EMI is particularly aggressive, it seems, in coming up with stratagems like marketing the English boys choir
Libera. Twenty four voices strong, the boys, who reportedly range in age from 7 to 16, "meet together at a church in South London (and) come from a wide range of backgrounds." EMI would be happy for us to believe that the multi-ethnic boys of
Libera gather for promoting the cause of peace alone, with no recourse to adult involvement. "With shimmering, mystical chords and ecstatic harmonies, they are unlike any group you have ever heard," coos the hype. Indeed,
Libera does not sound like
Les Petits Chanteurs du Mont-Royal, often said to be the best boy choir in the world, as
Libera is not singing that standard kind of material. Yet take away the slick synthesizers, electronic drum machines, and canned mannerisms and you have, um -- a boys choir. Taking another cue from publicity, we are told they think of themselves as "an alternative kind of boy band" rather than choirboys. So we are to think of them in the same breath with, say, Menudo as opposed to
Les Petits Chanteurs. Sigh.
Libera does, nonetheless, have a couple of adult Svengalis lurking in the background; namely, producers Robert Prizeman and Ian Tilley. Prizeman is the primary composer and arranger of this stuff, the majority of which is cynical, slick, and generic. A few wan live instruments are listed in the liner notes, but they are not heard well in Prizeman's thick, synthesizer soup, which sometimes drowns a few of the boys in its broth as well. When
Libera sings alone, as in the first two-thirds of Be Still My Soul arranged after Sibelius' Finlandia, it sounds pretty good -- perhaps not mystical or ecstatic, but pleasant singing in a multiplicity of well-harmonized parts taken from a mixture of single voices. Then the synth comes thundering in and you are back at what seems to be the opening ceremonies of the 2004 Greek Olympics, except that screaming boys are being rolled up and flattened out in a gigantic conceptual tarpaulin. Some of Prizeman's songs -- such as Salva me, Voca me, and I Am the Day -- are just awful; bad lyrics and mutilated Latin set to Euro synth-pop straight from the Tesco Disco.

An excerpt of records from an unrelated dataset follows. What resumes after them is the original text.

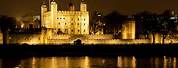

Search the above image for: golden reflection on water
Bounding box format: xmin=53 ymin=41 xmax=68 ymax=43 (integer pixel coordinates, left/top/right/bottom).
xmin=18 ymin=56 xmax=90 ymax=68
xmin=173 ymin=57 xmax=176 ymax=68
xmin=117 ymin=56 xmax=136 ymax=68
xmin=1 ymin=56 xmax=178 ymax=68
xmin=32 ymin=57 xmax=36 ymax=68
xmin=163 ymin=56 xmax=177 ymax=68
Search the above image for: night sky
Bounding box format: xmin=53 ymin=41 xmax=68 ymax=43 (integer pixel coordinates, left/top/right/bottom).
xmin=0 ymin=0 xmax=178 ymax=17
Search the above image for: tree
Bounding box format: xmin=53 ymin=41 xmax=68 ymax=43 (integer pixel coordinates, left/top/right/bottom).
xmin=104 ymin=11 xmax=126 ymax=34
xmin=0 ymin=16 xmax=16 ymax=45
xmin=134 ymin=11 xmax=160 ymax=43
xmin=159 ymin=10 xmax=178 ymax=44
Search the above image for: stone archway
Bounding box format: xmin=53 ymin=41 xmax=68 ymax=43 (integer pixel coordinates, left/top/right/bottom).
xmin=70 ymin=35 xmax=87 ymax=44
xmin=73 ymin=38 xmax=82 ymax=45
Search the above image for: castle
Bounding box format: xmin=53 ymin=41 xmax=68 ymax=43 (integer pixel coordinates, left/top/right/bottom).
xmin=17 ymin=0 xmax=142 ymax=44
xmin=41 ymin=0 xmax=89 ymax=34
xmin=6 ymin=0 xmax=177 ymax=45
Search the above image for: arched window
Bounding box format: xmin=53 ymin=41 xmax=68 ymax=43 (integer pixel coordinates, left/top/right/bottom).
xmin=78 ymin=30 xmax=80 ymax=32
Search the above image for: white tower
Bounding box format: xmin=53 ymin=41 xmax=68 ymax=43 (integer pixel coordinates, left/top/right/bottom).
xmin=50 ymin=0 xmax=58 ymax=28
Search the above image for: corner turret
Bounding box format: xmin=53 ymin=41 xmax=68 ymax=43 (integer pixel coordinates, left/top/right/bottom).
xmin=41 ymin=1 xmax=48 ymax=27
xmin=80 ymin=0 xmax=87 ymax=11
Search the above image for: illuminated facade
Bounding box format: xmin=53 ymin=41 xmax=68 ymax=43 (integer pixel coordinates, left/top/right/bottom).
xmin=41 ymin=0 xmax=89 ymax=34
xmin=4 ymin=1 xmax=178 ymax=45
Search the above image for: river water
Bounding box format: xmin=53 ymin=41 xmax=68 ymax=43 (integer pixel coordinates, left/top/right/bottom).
xmin=0 ymin=56 xmax=177 ymax=68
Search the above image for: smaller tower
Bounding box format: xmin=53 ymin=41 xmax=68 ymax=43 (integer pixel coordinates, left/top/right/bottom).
xmin=122 ymin=16 xmax=135 ymax=39
xmin=80 ymin=0 xmax=87 ymax=11
xmin=41 ymin=2 xmax=48 ymax=27
xmin=69 ymin=3 xmax=75 ymax=11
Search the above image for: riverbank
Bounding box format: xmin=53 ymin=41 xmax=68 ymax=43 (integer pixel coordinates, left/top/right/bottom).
xmin=0 ymin=44 xmax=178 ymax=57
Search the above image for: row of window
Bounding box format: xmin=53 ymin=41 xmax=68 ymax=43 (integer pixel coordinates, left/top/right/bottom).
xmin=59 ymin=23 xmax=86 ymax=26
xmin=64 ymin=29 xmax=86 ymax=32
xmin=57 ymin=17 xmax=86 ymax=21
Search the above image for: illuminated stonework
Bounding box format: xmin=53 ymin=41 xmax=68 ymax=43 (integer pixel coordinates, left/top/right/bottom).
xmin=122 ymin=20 xmax=135 ymax=39
xmin=3 ymin=1 xmax=178 ymax=45
xmin=41 ymin=0 xmax=89 ymax=34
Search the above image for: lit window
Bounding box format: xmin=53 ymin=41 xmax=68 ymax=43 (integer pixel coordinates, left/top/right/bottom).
xmin=170 ymin=17 xmax=176 ymax=20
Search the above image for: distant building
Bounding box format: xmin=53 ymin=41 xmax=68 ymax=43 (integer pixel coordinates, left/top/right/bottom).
xmin=17 ymin=15 xmax=40 ymax=29
xmin=92 ymin=11 xmax=105 ymax=35
xmin=41 ymin=0 xmax=89 ymax=34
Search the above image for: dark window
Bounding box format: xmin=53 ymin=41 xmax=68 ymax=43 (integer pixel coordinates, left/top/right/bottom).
xmin=65 ymin=23 xmax=67 ymax=25
xmin=71 ymin=23 xmax=73 ymax=25
xmin=84 ymin=30 xmax=85 ymax=32
xmin=78 ymin=23 xmax=79 ymax=25
xmin=78 ymin=18 xmax=79 ymax=21
xmin=58 ymin=29 xmax=61 ymax=31
xmin=84 ymin=23 xmax=85 ymax=25
xmin=84 ymin=19 xmax=85 ymax=21
xmin=71 ymin=30 xmax=73 ymax=32
xmin=59 ymin=22 xmax=60 ymax=25
xmin=78 ymin=30 xmax=80 ymax=32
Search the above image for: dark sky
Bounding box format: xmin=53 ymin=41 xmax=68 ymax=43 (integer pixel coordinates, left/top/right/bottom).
xmin=0 ymin=0 xmax=178 ymax=17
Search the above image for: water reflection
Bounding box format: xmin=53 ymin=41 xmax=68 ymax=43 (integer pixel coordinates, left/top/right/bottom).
xmin=117 ymin=56 xmax=136 ymax=68
xmin=0 ymin=56 xmax=177 ymax=68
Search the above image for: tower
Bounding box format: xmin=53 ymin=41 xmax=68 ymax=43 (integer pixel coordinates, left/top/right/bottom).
xmin=122 ymin=16 xmax=135 ymax=39
xmin=69 ymin=3 xmax=75 ymax=11
xmin=79 ymin=0 xmax=89 ymax=34
xmin=80 ymin=0 xmax=87 ymax=11
xmin=50 ymin=0 xmax=58 ymax=28
xmin=41 ymin=2 xmax=48 ymax=27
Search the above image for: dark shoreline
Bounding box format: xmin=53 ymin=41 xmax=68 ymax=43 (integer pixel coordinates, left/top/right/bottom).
xmin=0 ymin=44 xmax=178 ymax=58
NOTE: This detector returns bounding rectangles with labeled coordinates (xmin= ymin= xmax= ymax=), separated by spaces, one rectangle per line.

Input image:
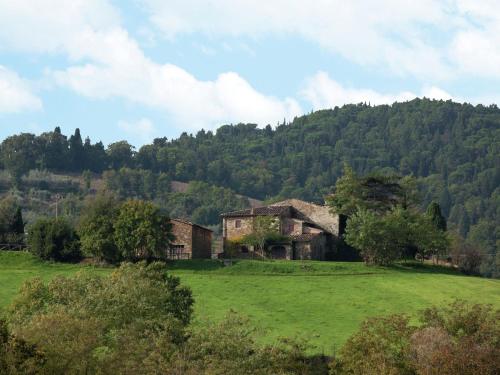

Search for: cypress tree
xmin=426 ymin=202 xmax=447 ymax=231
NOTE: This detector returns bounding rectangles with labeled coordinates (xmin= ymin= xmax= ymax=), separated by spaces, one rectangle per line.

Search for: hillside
xmin=1 ymin=252 xmax=499 ymax=353
xmin=1 ymin=99 xmax=499 ymax=273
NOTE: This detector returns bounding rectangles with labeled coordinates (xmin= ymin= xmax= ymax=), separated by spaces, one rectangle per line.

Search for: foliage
xmin=332 ymin=300 xmax=500 ymax=375
xmin=1 ymin=99 xmax=498 ymax=274
xmin=7 ymin=262 xmax=193 ymax=374
xmin=0 ymin=196 xmax=24 ymax=244
xmin=1 ymin=251 xmax=500 ymax=354
xmin=0 ymin=319 xmax=44 ymax=375
xmin=326 ymin=164 xmax=415 ymax=215
xmin=77 ymin=193 xmax=121 ymax=263
xmin=450 ymin=240 xmax=483 ymax=275
xmin=27 ymin=217 xmax=81 ymax=262
xmin=241 ymin=215 xmax=283 ymax=255
xmin=344 ymin=207 xmax=448 ymax=265
xmin=113 ymin=199 xmax=174 ymax=261
xmin=426 ymin=201 xmax=447 ymax=231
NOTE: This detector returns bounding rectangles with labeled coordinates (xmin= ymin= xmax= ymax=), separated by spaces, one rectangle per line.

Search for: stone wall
xmin=224 ymin=217 xmax=254 ymax=240
xmin=271 ymin=198 xmax=340 ymax=235
xmin=192 ymin=225 xmax=212 ymax=258
xmin=170 ymin=220 xmax=192 ymax=258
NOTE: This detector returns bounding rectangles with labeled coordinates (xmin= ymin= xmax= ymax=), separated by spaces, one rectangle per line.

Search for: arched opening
xmin=270 ymin=245 xmax=287 ymax=259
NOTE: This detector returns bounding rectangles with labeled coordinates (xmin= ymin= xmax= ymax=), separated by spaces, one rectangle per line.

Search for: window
xmin=168 ymin=244 xmax=191 ymax=260
xmin=235 ymin=219 xmax=241 ymax=228
xmin=287 ymin=223 xmax=294 ymax=233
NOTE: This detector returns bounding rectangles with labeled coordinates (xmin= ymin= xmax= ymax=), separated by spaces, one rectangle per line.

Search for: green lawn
xmin=1 ymin=252 xmax=499 ymax=354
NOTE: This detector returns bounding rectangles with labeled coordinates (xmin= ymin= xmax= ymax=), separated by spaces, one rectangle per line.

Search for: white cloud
xmin=0 ymin=0 xmax=120 ymax=54
xmin=0 ymin=66 xmax=42 ymax=113
xmin=141 ymin=0 xmax=500 ymax=80
xmin=0 ymin=1 xmax=301 ymax=129
xmin=47 ymin=26 xmax=301 ymax=129
xmin=118 ymin=118 xmax=156 ymax=144
xmin=302 ymin=72 xmax=454 ymax=109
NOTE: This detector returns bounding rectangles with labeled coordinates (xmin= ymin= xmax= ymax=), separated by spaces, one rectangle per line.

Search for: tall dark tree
xmin=68 ymin=128 xmax=84 ymax=172
xmin=426 ymin=201 xmax=447 ymax=231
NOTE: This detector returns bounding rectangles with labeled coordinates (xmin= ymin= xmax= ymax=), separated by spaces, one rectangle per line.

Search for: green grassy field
xmin=1 ymin=252 xmax=499 ymax=353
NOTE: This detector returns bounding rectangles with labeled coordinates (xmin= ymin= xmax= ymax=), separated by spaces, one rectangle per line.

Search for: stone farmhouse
xmin=168 ymin=219 xmax=212 ymax=259
xmin=221 ymin=199 xmax=344 ymax=260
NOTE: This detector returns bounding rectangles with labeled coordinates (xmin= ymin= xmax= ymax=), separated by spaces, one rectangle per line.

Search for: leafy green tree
xmin=345 ymin=207 xmax=448 ymax=265
xmin=344 ymin=208 xmax=409 ymax=265
xmin=27 ymin=217 xmax=81 ymax=262
xmin=241 ymin=216 xmax=287 ymax=257
xmin=0 ymin=133 xmax=38 ymax=184
xmin=113 ymin=200 xmax=174 ymax=261
xmin=7 ymin=262 xmax=194 ymax=374
xmin=78 ymin=193 xmax=120 ymax=263
xmin=107 ymin=140 xmax=135 ymax=169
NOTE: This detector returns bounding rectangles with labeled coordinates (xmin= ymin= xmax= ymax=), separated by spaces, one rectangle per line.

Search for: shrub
xmin=8 ymin=262 xmax=193 ymax=374
xmin=331 ymin=300 xmax=500 ymax=375
xmin=27 ymin=217 xmax=81 ymax=262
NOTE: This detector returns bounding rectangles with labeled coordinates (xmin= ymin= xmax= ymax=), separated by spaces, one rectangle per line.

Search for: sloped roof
xmin=171 ymin=218 xmax=213 ymax=232
xmin=221 ymin=205 xmax=291 ymax=217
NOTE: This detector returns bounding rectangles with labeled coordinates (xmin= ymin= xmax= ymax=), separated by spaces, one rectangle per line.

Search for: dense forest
xmin=1 ymin=99 xmax=498 ymax=273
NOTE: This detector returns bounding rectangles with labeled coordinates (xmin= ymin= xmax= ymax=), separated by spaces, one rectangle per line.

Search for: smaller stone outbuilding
xmin=169 ymin=219 xmax=212 ymax=259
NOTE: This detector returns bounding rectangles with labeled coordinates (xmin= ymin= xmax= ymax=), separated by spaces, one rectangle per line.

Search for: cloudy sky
xmin=1 ymin=0 xmax=499 ymax=146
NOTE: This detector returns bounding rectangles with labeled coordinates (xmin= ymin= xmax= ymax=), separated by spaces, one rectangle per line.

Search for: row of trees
xmin=27 ymin=196 xmax=175 ymax=263
xmin=2 ymin=262 xmax=498 ymax=374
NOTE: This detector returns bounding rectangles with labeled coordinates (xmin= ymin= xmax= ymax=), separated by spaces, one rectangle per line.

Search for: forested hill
xmin=1 ymin=99 xmax=499 ymax=262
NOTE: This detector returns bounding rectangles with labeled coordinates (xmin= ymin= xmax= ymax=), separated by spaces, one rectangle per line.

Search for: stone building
xmin=169 ymin=219 xmax=212 ymax=259
xmin=221 ymin=199 xmax=344 ymax=260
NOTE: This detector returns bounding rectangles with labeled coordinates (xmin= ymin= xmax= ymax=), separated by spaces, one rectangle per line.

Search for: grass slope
xmin=1 ymin=252 xmax=499 ymax=353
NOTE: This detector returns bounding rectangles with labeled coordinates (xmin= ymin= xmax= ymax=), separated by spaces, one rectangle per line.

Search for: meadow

The packaging is interesting -- one folds out the single sheet that divides into six panels to see every face in the choir as an individual, though one wonders why an EMI album titled Angel Voices is not on the Angel label, which EMI owns -- one smells a missed opportunity there. EMI Classics might be thinking that Angel Voices will be a good album for kids, the sort of wholesome thing that is both good for them and something they can identify with, like
the 5 Browns. But Angel Voices seems more likely to attract the interest of adults; mainly, ones with the wrong kinds of intentions.